If anyone feels the need for "aero" spokes they can always use CX-Sprint and save some money but gain a couple of grams and minuscule amounts of air resistance. Mine go just as fast (or as slow) as my Rays, Laser and Race.


----------



## Lombard (May 8, 2014)

Mike T. said:


> If anyone feels the need for "aero" spokes they can always use CX-Sprint and save some money but gain a couple of grams and minuscule amounts of air resistance. Mine go just as fast (or as slow) as my Rays, Laser and Race.


I believe CX Sprint are the Sapim equivelant of DT Aero Comp and CX Rays are the Sapim equivelant of DT Aero Lite.

From my perspective, after hearing all the incidents of Sapim spoke failures, I see no reason not to use DT Swiss. Sure Sapim may be a little cheaper, but you get what you pay for.


----------



## Mike T. (Feb 3, 2004)

Lombard said:


> From my perspective, after hearing all the incidents of Sapim spoke failures, I see no reason not to use DT Swiss. Sure Sapim may be a little cheaper, but you get what you pay for.


From my personal *experience* having 20 years of CX-Ray constant ownership and usage, covering race and training MTB wheels and training miles on road wheels, I haven't had one failure.

Maybe a lot of it (all of it?) is due to how well or poorly the wheels were built eh?

Edit.
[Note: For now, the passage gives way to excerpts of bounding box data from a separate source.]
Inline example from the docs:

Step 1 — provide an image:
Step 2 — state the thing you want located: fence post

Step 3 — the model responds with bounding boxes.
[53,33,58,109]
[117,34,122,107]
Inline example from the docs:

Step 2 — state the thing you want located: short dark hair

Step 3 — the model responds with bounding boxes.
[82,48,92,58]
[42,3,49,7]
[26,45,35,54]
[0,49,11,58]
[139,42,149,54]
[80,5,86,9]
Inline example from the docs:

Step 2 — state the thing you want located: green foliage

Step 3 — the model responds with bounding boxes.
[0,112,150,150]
To your comment "hearing all the incidents of Sapim spoke failures". My comment - I've used Sapim spokes (Race, Laser, CX-Sprint, CX-Ray) exclusively for probably 25 years on many wheelsets. I have yet to have one Sapim spoke fail. Not one.


----------



## Lombard (May 8, 2014)

Mike T. said:


> From my personal *experience* having 20 years of CX-Ray constant ownership and usage, covering race and training MTB wheels and training miles on road wheels, I haven't had one failure.
> 
> Maybe a lot of it (all of it?) is *due to how well or poorly the wheels were built* eh?
> 
> Edit. To your comment "hearing all the incidents of Sapim spoke failures". My comment - I've used Sapim spokes (Race, Laser, CX-Sprint, CX-Ray) exclusively for probably 25 years on many wheelsets. I have yet to have one Sapim spoke fail. Not one.


OK Mike, your point is well taken - especially the part in *bold*. However, I have yet to hear an anecdote about a DT spoke failure. 
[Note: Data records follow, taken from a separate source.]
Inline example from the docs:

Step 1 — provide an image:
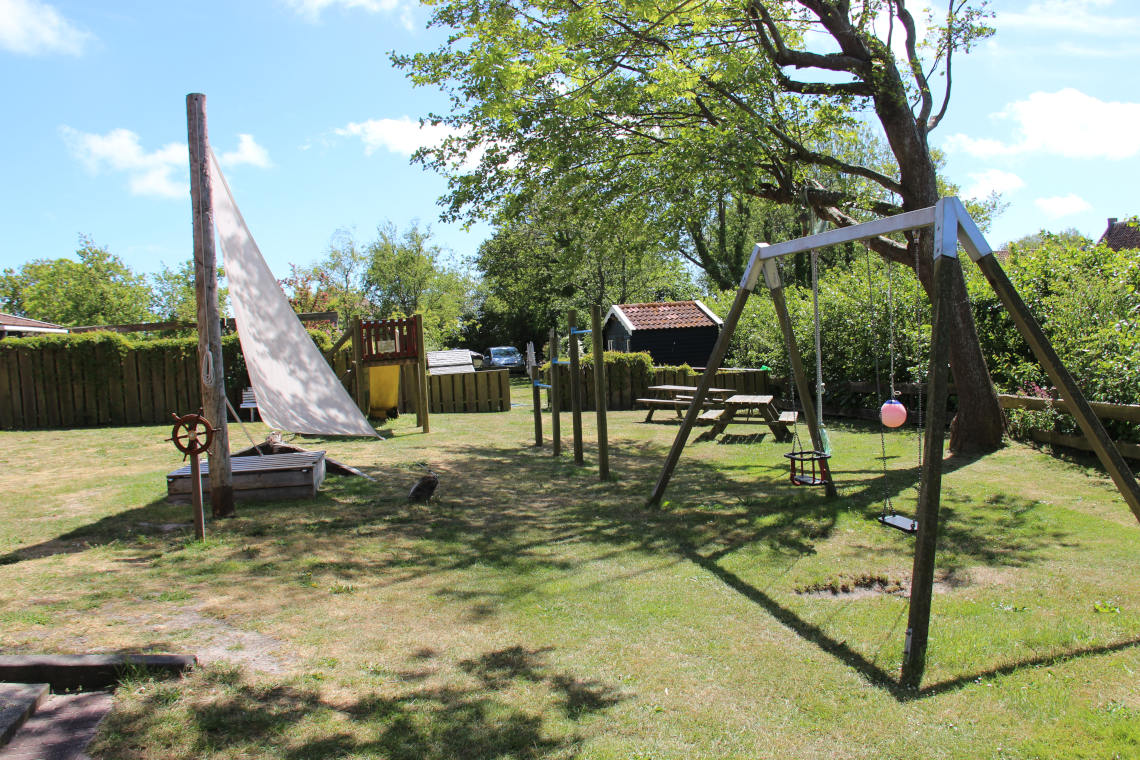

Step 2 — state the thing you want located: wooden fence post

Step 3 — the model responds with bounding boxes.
[589,304,610,481]
[551,327,562,457]
[567,309,584,466]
So in the end, it could be that DT spokes are more forgiving of less than perfect wheel builds - uneven tensions, lack of tension, etc. Possibly?


----------



## Mike T. (Feb 3, 2004)

Lombard said:


> I have yet to hear an anecdote about a DT spoke failure.


If possible I prefer to stick to personal findings and not on anecdotes from others. So far, from two decades of personal 100% success, I find zero reason to change from Sapim. I have no way of corroborating the writings of others.


----------